The traditional genres of administrative writing—the memos, the policies, the evaluations, the welcome messages, the statements, and even the occasional op-ed pieces—leave little space for essaying: the textured grappling toward meaning in which one might discern, in the very messiness of it, something true or incisive or illuminating.

There has been, of course, pressure from a variety of quarters for higher education administrators to make statements that take a stand against the actions of the federal administration on behalf of the core values of the institution. However cathartic such statements may be to write and read, my experience has been that they do little to advance the research and educational purpose of the university itself. That work—our most important work—requires trust rooted in action aligned with the values about which we profess to care so deeply.

In my ten and a half months as Provost at the University of Oregon, I have learned that when I focus my attention on a specific community of colleagues in a particular moment for an identifiable purpose, a different way of communicating becomes possible. Words become catalysts for a gathering of energy and effort, not tools for implementing a strategy.

Today across higher education, we find ourselves in a very challenging position; one that calls for new ways of being together rooted in our core commitments to pursue truth and cultivate responsible practices of dialogue capable of deepening our understanding of the world and enriching our civic life.

In a recent gathering of researchers at the University of Oregon, I tried to give voice to the connection between the pursuit of truth and the life of democracy. I returned to the legislation that established the national foundation for the arts and humanities in which Congress reminds us that “democracy demands wisdom and vision in its citizens.”

The current administration taken actions that could dismantle the research infrastructure that was created to meet this demand. As I said to our faculty and staff engaged with the vital research mission of this university, the current administration

…is abandoning the bold ideals Congress once upheld — ideals that made the United States a global beacon in science, technology, the humanities, and the arts.

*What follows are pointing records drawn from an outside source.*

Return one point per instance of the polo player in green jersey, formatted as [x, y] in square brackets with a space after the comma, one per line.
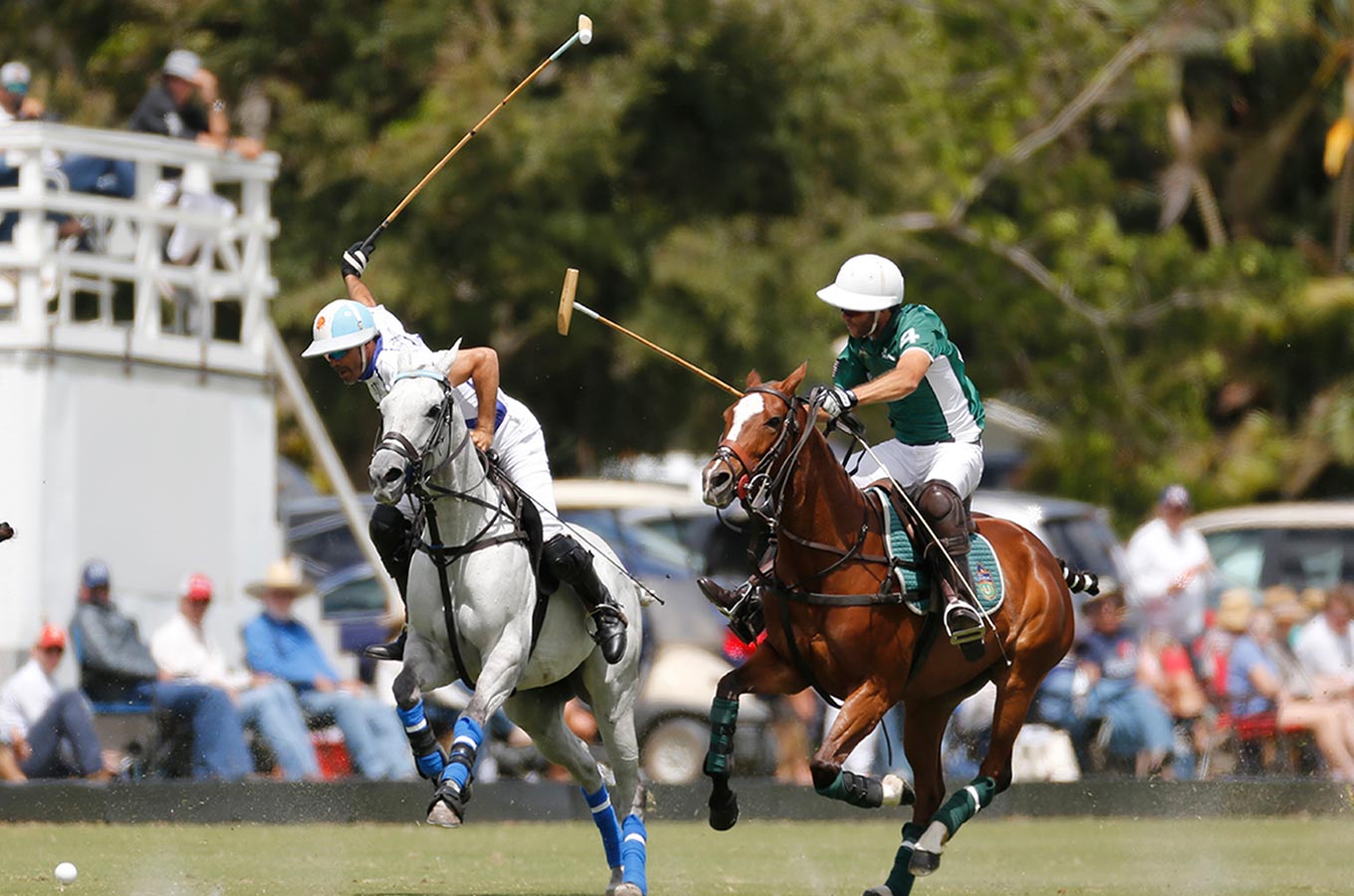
[902, 354]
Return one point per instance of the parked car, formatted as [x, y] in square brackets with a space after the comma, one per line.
[1303, 545]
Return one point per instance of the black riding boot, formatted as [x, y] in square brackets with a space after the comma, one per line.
[572, 563]
[390, 534]
[948, 519]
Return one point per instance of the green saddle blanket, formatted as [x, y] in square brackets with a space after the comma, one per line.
[914, 578]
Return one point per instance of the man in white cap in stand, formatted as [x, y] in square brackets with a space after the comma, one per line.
[901, 354]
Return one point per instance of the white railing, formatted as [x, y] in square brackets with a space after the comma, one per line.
[177, 274]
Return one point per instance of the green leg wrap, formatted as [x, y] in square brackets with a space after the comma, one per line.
[901, 880]
[856, 789]
[723, 719]
[965, 802]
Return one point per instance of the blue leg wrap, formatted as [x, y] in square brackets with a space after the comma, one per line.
[634, 851]
[604, 816]
[428, 756]
[465, 749]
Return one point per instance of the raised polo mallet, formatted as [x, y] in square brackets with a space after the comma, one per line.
[566, 313]
[581, 36]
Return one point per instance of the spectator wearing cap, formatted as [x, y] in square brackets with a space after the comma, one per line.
[186, 104]
[1110, 663]
[1326, 644]
[1256, 685]
[281, 646]
[15, 104]
[1170, 570]
[116, 667]
[48, 733]
[183, 650]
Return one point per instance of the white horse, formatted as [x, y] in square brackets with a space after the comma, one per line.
[489, 589]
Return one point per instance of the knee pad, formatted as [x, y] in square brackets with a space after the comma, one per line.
[567, 560]
[939, 500]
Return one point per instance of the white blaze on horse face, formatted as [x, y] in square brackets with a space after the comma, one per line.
[744, 411]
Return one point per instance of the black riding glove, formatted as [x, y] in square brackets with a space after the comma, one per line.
[355, 259]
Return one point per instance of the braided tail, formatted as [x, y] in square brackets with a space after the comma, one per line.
[1087, 582]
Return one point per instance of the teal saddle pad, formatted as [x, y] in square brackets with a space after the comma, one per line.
[914, 578]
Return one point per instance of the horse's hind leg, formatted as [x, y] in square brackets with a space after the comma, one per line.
[613, 708]
[764, 673]
[542, 715]
[860, 712]
[994, 776]
[922, 733]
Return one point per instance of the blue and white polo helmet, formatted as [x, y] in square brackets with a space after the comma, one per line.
[341, 325]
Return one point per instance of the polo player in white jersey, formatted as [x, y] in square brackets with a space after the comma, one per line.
[364, 342]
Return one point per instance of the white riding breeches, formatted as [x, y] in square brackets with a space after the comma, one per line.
[959, 463]
[529, 466]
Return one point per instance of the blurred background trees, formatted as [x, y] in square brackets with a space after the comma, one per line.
[1134, 214]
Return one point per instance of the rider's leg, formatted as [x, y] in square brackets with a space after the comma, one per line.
[529, 467]
[572, 563]
[947, 516]
[389, 531]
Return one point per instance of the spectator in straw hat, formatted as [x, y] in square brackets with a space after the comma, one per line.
[183, 650]
[1326, 644]
[1255, 685]
[116, 667]
[48, 733]
[281, 646]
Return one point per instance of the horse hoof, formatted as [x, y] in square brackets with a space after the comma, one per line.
[898, 790]
[725, 816]
[924, 864]
[442, 815]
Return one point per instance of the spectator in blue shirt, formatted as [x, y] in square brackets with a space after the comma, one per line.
[116, 667]
[279, 646]
[1255, 685]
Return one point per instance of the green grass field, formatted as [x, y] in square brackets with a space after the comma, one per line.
[764, 858]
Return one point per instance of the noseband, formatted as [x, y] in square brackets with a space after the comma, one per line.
[394, 440]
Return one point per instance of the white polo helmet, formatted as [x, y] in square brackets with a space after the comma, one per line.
[865, 283]
[340, 325]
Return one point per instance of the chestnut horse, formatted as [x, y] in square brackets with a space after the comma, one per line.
[835, 621]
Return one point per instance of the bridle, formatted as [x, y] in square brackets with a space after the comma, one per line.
[416, 478]
[759, 481]
[763, 486]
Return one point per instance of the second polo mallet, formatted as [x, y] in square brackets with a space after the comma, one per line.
[581, 36]
[566, 313]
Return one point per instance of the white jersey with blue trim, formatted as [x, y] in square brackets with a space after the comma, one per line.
[402, 350]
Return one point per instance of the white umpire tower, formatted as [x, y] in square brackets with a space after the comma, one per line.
[137, 407]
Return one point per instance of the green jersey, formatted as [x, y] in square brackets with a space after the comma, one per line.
[945, 405]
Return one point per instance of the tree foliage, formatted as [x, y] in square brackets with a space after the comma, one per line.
[1119, 207]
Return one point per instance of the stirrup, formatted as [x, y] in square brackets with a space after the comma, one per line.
[609, 633]
[965, 627]
[393, 651]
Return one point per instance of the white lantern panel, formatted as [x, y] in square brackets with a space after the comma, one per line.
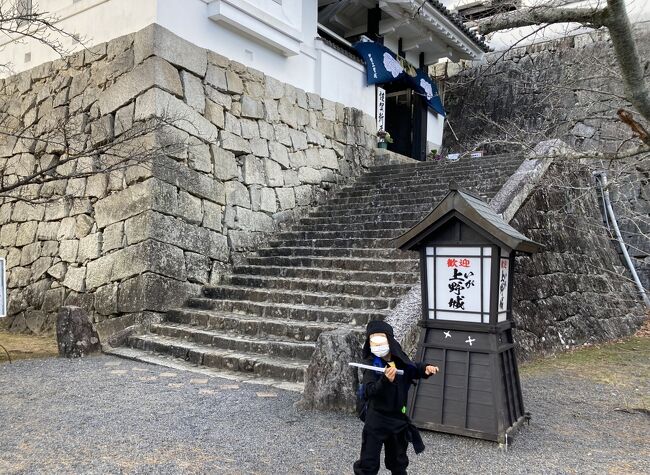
[458, 284]
[502, 299]
[455, 251]
[430, 282]
[487, 279]
[458, 316]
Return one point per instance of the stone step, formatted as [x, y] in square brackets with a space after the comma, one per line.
[325, 211]
[464, 164]
[350, 234]
[328, 274]
[320, 299]
[344, 263]
[374, 253]
[253, 325]
[333, 242]
[308, 313]
[367, 289]
[324, 219]
[178, 364]
[236, 342]
[334, 226]
[431, 195]
[203, 355]
[414, 185]
[426, 200]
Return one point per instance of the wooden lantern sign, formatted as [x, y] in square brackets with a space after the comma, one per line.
[466, 264]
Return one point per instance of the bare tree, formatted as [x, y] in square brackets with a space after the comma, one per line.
[612, 16]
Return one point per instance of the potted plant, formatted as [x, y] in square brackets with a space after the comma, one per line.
[434, 155]
[384, 139]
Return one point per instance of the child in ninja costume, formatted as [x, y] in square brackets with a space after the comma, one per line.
[386, 421]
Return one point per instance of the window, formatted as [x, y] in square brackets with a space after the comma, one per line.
[23, 10]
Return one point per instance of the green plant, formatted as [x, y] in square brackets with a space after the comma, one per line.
[384, 136]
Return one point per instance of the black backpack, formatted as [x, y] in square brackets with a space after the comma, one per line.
[362, 402]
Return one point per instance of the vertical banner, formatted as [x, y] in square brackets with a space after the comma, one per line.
[3, 288]
[381, 109]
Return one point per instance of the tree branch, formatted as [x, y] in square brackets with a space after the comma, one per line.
[543, 15]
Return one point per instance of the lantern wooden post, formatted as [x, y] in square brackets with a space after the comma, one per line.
[466, 262]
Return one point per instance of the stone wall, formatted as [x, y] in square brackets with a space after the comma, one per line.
[233, 155]
[568, 88]
[576, 290]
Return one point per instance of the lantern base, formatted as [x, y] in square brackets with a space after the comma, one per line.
[477, 392]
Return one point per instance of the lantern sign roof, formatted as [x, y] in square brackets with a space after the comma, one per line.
[468, 206]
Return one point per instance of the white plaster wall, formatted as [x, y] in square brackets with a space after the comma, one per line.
[435, 126]
[96, 21]
[341, 79]
[189, 19]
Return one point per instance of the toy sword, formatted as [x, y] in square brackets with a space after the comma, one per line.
[373, 368]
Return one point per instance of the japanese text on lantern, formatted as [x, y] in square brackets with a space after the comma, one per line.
[461, 280]
[503, 284]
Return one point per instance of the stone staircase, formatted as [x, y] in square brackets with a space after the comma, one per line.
[332, 269]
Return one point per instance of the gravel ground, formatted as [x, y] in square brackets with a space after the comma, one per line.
[108, 415]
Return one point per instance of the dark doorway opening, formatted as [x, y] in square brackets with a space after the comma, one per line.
[399, 113]
[406, 121]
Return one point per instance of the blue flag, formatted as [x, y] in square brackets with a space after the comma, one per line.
[383, 66]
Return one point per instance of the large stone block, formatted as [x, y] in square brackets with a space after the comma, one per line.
[215, 114]
[106, 299]
[252, 108]
[89, 247]
[330, 383]
[273, 172]
[225, 164]
[234, 143]
[166, 229]
[76, 335]
[150, 194]
[212, 215]
[253, 170]
[198, 267]
[153, 292]
[156, 103]
[309, 175]
[75, 279]
[237, 194]
[199, 157]
[8, 234]
[30, 253]
[194, 92]
[155, 40]
[190, 208]
[153, 256]
[259, 147]
[153, 72]
[185, 178]
[279, 153]
[286, 197]
[25, 211]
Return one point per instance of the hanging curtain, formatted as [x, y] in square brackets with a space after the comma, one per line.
[383, 66]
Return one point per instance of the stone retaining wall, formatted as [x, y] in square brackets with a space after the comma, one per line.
[240, 155]
[569, 88]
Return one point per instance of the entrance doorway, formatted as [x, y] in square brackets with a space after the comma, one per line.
[406, 121]
[398, 121]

It is abandoning our shared commitment to a vibrant democracy. Research is at the heart of both our institution’s educational mission and its role as a public good for society. We are proud — fiercely proud — of the transformative power of the research we do here at the University of Oregon, and we understand the terrible implications of it being dismantled so haphazardly and irresponsibly.

In the face of increasing threats to higher education, we must continue to foster and cultivate ways of being present that hold us together as a community committed to the transformative power of education. This is how I put it then:

Even in this difficult period, let us remain true to our shared values, to our commitment to care deeply for one another, and to our common purpose.

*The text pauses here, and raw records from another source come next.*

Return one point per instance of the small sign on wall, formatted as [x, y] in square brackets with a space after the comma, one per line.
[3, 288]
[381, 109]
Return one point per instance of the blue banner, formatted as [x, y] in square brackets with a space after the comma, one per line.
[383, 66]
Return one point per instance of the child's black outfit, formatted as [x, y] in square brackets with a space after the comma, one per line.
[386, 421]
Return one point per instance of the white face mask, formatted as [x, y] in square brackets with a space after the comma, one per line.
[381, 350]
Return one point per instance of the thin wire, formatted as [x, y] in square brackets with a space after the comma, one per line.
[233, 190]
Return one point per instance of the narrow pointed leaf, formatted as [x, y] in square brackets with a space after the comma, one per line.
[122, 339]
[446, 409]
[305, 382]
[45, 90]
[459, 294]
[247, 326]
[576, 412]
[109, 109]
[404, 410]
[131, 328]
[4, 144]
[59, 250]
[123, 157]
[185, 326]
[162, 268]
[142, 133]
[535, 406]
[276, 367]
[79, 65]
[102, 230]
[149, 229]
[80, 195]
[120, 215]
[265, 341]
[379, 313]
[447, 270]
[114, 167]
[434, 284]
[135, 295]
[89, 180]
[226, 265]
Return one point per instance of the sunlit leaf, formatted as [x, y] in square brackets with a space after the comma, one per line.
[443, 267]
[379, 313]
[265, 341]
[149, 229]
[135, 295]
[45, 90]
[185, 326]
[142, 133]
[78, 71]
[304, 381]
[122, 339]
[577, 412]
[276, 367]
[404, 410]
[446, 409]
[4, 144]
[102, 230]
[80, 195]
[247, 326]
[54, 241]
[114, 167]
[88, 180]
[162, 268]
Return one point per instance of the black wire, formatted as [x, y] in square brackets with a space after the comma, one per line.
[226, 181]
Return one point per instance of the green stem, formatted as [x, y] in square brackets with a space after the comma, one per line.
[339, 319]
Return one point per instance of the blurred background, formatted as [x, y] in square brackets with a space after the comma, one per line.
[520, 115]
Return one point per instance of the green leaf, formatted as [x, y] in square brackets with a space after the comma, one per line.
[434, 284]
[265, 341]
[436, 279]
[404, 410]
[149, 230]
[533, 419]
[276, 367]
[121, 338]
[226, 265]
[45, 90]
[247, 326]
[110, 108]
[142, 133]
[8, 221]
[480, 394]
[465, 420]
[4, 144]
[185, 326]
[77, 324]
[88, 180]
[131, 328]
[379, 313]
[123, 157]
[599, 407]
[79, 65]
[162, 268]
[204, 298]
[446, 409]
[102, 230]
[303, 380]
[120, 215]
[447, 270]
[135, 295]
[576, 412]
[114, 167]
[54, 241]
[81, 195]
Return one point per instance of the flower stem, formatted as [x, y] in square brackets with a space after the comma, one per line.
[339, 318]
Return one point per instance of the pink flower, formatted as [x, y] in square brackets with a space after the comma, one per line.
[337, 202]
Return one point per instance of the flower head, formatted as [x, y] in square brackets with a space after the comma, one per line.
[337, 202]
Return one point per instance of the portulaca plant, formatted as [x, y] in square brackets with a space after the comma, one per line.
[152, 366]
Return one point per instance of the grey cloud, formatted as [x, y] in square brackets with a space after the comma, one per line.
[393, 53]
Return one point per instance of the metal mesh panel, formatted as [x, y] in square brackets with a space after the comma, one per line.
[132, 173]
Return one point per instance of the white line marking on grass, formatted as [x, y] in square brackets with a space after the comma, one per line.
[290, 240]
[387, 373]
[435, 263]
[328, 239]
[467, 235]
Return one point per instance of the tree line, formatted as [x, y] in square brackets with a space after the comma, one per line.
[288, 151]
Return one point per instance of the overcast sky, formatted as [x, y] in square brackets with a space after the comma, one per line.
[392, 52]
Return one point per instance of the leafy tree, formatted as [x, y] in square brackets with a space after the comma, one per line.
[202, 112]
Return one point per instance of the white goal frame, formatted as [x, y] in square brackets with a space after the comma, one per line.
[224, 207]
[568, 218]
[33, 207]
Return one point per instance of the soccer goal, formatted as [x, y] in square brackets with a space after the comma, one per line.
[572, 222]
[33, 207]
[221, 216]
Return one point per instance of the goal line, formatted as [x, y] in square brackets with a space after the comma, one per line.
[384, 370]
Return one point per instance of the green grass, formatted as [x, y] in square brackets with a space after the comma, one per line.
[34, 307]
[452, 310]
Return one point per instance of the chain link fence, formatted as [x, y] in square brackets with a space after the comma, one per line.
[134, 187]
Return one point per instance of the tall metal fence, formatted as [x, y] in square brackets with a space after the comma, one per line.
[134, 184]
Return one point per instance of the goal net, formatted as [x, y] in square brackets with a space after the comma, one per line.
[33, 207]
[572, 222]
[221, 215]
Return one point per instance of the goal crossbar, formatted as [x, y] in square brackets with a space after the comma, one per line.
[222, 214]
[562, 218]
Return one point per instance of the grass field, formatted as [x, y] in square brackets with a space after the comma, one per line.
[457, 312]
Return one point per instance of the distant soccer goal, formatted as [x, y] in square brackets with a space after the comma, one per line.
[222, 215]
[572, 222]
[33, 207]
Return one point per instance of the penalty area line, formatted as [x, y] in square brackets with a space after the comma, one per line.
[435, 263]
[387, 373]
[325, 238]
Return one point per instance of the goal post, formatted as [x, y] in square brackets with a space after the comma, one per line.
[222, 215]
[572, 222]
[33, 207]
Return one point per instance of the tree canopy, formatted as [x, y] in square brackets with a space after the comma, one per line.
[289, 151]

This moment of shared anxiety can also be a moment of shared resolve — a chance to gather, to resist, and to protect this university as a sacred place for free inquiry, for intellectual humility, and for responsible dialogue. If democracy itself demands wisdom and vision from its citizens, the work you all do each day to advance the research mission of our university is the very work of preserving and enriching democracy itself.

For more than a decade, this blog has been a third space of essaying for me, situated between the private reflections of my daily writing practice and the polished prose of the public messages, statements, and other publications expected of me first as a scholar, then as a Dean, and now as Provost.

Perhaps in this difficult time, when the very purpose of higher education as a sacred place of inquiry and learning is under threat, this blog might continue to be a place of public reflection for me as Provost. Perhaps too, these practices of public writing might open us to new possibilities of connection that make university life so vibrant.

However challenging the current moment may be, the purpose of the university remains to pursue truth wherever it may lead and to cultivate the habits of dialogue that are vital to the life of a stressed democracy in urgent need of renewal.